The Problem Of Garbage On The Mount Everest

Ever since Edmund Hillary and Tenzing Norgay’s successful ascent of Mount Everest in 1953, exhibitionists and adventurers alike have traveled in waves to get a taste of the near forty-day hike. Standing tall at just over 29,000 feet, Sagarmatha, Everest’s Sanskrit name meaning “peak of heaven”, seems to boast a mysterious and enticing beauty, but perhaps the reality isn’t exactly what climbers had envisioned.

After over sixty years of constant exploration, Mt. Everest has been coined the “world’s highest garbage dump”. Human waste including cans, bottles, wrappers, climbing gear, and other essential equipment litter the slopes, abandoned in a careless attempt to lighten the loads of the ambitious climbers. Much of this garbage has been preserved in the snow and ice for 10, 20, 30 years, sometimes even longer. This and human feces, built up due to lack of proper, efficient waste management systems, have begun to resurface in the wake of global warming and leak into what little water supply the mountain has to offer. The bodies of climbers who died in their attempts, have become permanent parts of the paths which new climbers will ascend. Environmentalists and conservationists, terrified at the prospect of losing one of the world’s most unique ecosystems to human vanity, have begun to sound the alarms.

Beginning in the early 2010s, countless conservation and clean-up efforts have been led in an effort to save the mountain before irreversible damage is done. In 2019 alone, a team of fourteen men and women commissioned by the Nepali government removed three tons of garbage and waste from the camp sites and properly disposed of it.

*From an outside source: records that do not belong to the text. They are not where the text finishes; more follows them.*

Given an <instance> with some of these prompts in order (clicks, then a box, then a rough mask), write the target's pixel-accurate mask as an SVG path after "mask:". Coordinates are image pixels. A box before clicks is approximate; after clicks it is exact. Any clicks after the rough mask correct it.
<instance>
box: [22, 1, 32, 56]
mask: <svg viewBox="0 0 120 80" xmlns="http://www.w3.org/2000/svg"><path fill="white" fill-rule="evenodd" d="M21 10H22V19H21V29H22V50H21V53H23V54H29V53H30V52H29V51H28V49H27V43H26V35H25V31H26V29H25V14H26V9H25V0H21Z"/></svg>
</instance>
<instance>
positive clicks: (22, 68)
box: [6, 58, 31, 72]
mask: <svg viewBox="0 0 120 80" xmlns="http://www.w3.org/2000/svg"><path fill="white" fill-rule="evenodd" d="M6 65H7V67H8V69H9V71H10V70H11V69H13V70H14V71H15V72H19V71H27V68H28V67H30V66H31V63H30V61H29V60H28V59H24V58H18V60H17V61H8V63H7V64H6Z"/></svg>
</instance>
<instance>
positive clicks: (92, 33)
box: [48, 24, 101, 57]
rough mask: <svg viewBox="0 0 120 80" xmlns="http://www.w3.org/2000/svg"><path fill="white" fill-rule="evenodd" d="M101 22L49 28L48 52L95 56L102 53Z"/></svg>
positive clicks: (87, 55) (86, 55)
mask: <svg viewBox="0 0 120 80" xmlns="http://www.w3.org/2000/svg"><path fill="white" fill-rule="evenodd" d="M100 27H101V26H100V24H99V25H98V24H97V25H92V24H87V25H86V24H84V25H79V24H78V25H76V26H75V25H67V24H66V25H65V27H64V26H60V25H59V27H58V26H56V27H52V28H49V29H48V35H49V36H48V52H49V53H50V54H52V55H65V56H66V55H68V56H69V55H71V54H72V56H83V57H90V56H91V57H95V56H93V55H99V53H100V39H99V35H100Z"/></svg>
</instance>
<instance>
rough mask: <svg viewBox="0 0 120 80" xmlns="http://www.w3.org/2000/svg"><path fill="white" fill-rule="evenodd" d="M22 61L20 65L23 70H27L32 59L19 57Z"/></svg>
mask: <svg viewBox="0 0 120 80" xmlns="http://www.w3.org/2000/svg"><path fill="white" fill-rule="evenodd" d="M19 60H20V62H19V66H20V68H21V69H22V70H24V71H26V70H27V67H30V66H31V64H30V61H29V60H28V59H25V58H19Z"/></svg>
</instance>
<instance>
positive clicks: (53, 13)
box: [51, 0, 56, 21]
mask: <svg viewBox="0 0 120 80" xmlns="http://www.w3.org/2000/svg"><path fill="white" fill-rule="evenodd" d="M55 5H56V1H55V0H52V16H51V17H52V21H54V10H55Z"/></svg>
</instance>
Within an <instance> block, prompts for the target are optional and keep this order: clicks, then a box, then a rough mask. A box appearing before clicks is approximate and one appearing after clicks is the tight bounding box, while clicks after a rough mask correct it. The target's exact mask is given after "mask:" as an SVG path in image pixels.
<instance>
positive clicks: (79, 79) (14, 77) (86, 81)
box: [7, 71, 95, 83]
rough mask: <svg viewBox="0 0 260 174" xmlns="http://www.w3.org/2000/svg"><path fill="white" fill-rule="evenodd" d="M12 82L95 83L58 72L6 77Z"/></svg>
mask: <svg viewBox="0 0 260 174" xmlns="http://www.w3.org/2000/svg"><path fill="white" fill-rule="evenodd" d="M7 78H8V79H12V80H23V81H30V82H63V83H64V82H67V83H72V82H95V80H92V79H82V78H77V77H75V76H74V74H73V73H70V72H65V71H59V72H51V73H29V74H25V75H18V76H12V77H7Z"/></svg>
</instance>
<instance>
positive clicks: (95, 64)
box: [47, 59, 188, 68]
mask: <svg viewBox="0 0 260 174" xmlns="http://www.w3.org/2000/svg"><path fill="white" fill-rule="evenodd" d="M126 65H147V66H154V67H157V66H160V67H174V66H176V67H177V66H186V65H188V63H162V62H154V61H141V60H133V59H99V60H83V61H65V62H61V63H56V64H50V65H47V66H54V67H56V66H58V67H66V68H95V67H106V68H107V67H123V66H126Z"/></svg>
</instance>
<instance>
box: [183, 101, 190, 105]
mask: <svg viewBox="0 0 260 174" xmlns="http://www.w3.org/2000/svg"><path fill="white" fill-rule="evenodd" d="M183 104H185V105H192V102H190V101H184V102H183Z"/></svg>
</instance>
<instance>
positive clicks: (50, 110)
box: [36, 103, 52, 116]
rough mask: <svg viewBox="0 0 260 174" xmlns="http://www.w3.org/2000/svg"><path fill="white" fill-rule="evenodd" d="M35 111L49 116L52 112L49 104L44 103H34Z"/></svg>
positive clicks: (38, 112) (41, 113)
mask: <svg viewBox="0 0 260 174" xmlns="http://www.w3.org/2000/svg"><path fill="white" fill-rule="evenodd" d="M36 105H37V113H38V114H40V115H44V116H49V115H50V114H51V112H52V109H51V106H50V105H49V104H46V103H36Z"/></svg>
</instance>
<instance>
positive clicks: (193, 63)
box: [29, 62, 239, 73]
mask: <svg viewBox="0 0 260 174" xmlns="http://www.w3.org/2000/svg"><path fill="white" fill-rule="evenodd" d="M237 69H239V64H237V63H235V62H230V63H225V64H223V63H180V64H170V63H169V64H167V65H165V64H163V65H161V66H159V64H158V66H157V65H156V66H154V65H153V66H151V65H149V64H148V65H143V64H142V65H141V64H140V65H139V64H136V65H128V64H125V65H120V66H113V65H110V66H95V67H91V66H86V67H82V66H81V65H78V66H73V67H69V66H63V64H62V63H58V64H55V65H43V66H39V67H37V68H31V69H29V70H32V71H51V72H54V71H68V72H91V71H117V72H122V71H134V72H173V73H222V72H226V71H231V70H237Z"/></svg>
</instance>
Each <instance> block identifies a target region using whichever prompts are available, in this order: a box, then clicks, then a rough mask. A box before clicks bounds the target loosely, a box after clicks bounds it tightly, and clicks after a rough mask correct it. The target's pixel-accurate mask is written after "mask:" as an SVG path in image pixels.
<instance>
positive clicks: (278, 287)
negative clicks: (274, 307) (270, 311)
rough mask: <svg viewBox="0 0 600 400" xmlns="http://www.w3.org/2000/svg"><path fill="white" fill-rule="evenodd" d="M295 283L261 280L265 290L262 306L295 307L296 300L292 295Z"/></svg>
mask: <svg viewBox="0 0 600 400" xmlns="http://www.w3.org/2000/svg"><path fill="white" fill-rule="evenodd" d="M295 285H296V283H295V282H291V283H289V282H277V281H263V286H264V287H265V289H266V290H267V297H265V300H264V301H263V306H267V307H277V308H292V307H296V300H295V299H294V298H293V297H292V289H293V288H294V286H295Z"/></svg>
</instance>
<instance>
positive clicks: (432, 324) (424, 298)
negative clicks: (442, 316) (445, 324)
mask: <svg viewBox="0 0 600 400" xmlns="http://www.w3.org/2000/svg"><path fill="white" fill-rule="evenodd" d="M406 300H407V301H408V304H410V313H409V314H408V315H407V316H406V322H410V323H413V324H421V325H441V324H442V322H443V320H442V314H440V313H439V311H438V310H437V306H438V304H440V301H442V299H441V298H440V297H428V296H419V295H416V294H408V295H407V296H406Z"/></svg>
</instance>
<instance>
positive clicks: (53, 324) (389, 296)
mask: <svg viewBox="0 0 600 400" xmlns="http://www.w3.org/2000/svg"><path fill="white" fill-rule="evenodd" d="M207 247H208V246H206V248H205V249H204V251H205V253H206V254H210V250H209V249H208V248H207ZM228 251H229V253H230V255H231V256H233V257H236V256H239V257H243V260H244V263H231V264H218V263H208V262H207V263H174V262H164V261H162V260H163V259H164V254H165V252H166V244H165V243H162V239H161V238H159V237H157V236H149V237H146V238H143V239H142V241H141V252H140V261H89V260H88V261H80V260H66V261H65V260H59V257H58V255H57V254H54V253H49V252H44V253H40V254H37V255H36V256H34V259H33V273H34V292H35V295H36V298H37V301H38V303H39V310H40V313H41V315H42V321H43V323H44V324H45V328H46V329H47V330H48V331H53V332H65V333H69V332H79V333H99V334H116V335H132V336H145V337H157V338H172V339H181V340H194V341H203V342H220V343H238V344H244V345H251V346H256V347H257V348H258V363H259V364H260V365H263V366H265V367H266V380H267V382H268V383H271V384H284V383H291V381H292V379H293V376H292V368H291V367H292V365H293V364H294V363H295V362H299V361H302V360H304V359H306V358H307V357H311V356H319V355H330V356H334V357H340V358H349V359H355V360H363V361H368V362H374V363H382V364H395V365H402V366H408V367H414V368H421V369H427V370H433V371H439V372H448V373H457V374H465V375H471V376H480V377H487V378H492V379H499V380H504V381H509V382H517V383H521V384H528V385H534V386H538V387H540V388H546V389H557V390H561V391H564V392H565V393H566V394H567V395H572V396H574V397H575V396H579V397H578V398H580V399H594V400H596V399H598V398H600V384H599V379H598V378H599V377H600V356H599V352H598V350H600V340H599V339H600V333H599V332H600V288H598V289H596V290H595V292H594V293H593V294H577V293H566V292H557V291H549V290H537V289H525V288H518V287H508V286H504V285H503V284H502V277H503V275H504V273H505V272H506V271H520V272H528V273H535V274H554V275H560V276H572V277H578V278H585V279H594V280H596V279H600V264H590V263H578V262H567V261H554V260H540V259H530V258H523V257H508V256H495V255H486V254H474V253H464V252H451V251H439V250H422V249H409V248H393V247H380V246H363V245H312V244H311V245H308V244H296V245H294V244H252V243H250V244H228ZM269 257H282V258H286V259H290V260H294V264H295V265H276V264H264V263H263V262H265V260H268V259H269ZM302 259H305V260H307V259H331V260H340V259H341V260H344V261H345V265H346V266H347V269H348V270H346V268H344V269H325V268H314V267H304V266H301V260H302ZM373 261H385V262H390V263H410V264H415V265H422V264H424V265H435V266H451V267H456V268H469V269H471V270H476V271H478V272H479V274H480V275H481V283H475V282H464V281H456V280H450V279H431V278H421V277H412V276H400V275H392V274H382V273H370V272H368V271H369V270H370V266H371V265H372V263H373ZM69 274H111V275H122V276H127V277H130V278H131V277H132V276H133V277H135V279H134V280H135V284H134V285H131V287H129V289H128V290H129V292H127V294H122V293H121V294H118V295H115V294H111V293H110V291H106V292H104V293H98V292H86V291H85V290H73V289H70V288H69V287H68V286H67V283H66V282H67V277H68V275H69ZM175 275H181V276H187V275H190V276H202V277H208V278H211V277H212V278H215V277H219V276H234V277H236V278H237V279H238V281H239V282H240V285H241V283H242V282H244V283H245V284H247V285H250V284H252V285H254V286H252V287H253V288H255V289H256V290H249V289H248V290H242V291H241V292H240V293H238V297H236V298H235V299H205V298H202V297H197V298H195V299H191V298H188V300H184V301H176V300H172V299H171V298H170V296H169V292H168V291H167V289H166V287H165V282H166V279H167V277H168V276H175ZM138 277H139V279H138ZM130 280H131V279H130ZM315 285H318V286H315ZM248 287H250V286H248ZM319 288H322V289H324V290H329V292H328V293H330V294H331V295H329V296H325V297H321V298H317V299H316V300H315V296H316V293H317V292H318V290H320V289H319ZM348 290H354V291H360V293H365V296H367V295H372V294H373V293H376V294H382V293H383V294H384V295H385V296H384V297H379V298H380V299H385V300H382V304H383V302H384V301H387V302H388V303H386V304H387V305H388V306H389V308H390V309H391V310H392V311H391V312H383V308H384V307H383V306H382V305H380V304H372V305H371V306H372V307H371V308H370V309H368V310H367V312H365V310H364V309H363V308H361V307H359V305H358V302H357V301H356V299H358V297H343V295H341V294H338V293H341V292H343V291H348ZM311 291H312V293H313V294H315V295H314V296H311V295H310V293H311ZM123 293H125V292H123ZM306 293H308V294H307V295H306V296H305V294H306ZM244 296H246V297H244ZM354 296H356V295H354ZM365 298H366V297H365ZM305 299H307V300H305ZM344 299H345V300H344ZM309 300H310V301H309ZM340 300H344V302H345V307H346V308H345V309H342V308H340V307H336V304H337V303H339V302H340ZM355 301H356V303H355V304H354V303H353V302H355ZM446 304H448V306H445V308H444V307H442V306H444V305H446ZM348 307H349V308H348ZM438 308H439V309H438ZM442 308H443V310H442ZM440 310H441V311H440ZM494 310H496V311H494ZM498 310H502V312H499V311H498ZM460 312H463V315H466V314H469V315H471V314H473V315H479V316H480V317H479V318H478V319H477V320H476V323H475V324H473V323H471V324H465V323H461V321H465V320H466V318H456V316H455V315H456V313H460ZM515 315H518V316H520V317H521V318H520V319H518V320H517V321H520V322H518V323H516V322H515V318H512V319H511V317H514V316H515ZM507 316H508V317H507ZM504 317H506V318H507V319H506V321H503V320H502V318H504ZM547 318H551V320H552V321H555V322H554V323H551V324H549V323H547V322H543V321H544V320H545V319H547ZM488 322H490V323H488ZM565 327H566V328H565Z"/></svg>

This pales, however, in comparison to the 12 tons of garbage left annually on the mountain.

The Sagarmatha Pollution Control Committee (SPCC), created in 1991 to help keep pollution under control, has begun to impose strict rules on climbers as a preventative measure against waste build up. All exhibitionists are required to pay a deposit of $4,000 for essential climbing equipment before they begin their journey. This effort attempts to encourage the climbers to bring back as much of the equipment as possible and thus to reduce the footprint that they leave behind them. However, climbers often pay anywhere from $30,000 to $120,000 in total to attempt the climb, so the deposit does not carry much weight and doesn’t always work as intended. Additionally, many have acknowledged that the SPCC lacks the resources to track all of the climbers that visit the mountain, and therefore they cannot enforce their policies effectively across all tourists.

Though many conservationist groups have recommended enforcing a tight regulation of the number of people allowed to ascend the mountain at one time, it is unlikely that the government would enforce such policies due to the fear that this would significantly reduce the amount of money flowing in from tourism which Nepal is highly dependent upon.